Why the Shanghai and Pakistan stock exchanges make a good couple
The proposed merger makes much more sense than the failed tie-up between the Singapore and Australian stock exchanges.
It has long been an article of faith that Asian stock markets don’t merge.
The failed tie-up between the Singapore and Australian stock exchanges was met with a region-wide chorus of “I told you so”; it was the first obvious failure of Magnus Böcker, who had previously managed nine mergers, not only within Europe but across oceans.
There is just too much national pride in Asia, and not enough EU-style integration, for mergers of nationally iconic stock exchanges to take place.
What to make, then, of Shanghai Stock Exchange’s letter of intent to buy up to 40% of the Pakistan Stock Exchange (PSX)? It makes more sense than one might at first imagine.
To deal with the politics first, Shanghai won’t be getting a majority stake no matter how much it takes on, though there’s no question there will be some objection from Pakistanis already nervous that One Belt, One Road will make their economy beholden to China.
However, you can see why Shanghai would want to do it. During the past two years, Pakistan’s economy has started to look like it used to a decade ago under the reform and privatization process that ex-Citibanker Shaukat Aziz drove while serving under president Pervez Musharraf.
Most of the years since have been mired by violence and corruption, but better times are clearly arriving. Pakistan is on good terms with the IMF, has been upgraded by Moody’s, and has been put in to the MSCI Emerging Markets Index rather than its junior frontier counterpart.
From a stock market perspective, not only has outright performance been good, so have volumes: by October 3 the 90-day average daily trading volume on the PSX was up more than 60% this year, though it should be remembered that the PSX has only technically existed since January, being a merger of the exchanges of Lahore, Islamabad and Karachi.
Also, Pakistan is possibly the one place in the world – China included – where one can point to tangible evidence of the One Belt, One Road initiative creating infrastructure, economic stimulus and jobs.
In the port of Gwadar, where China runs a free trade zone and hopes to make the deep-water port a central part of its Silk Road ideal, a highway is under way to connect the port, on the south coast on the Arabian sea, with Pakistan’s far north and ultimately through the Himalayas to Urumqi.
From the port, Chinese goods will go by sea to the Middle East, Europe and the Americas, while Chinese imports can come in the same way.
Additionally, Shanghai is not what it was. At various times during the past 10 years, one could have called it the most vibrant and exciting stock market in the world, in terms of its trajectory and ambition. However, the A-share crash, and the botched efforts of the government to intervene to fix it, has done damage, and the IPO market has not yet recovered.

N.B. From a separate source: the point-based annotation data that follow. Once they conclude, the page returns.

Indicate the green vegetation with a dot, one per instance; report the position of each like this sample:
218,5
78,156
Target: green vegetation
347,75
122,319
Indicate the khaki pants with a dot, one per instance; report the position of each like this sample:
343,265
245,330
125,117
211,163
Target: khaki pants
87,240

Buying Pakistan’s exchange stake won’t cost all that much, certainly not by the baffling standards of Chinese outbound M&A.
The only question is whether Pakistan wants to sell to China; Shanghai is only one of three shortlisted bidders, with a decision to be made by November – but wherever it comes from, Pakistan needs capital, and might benefit from seeing the Shanghai exchange not only as a part-owner but an ally.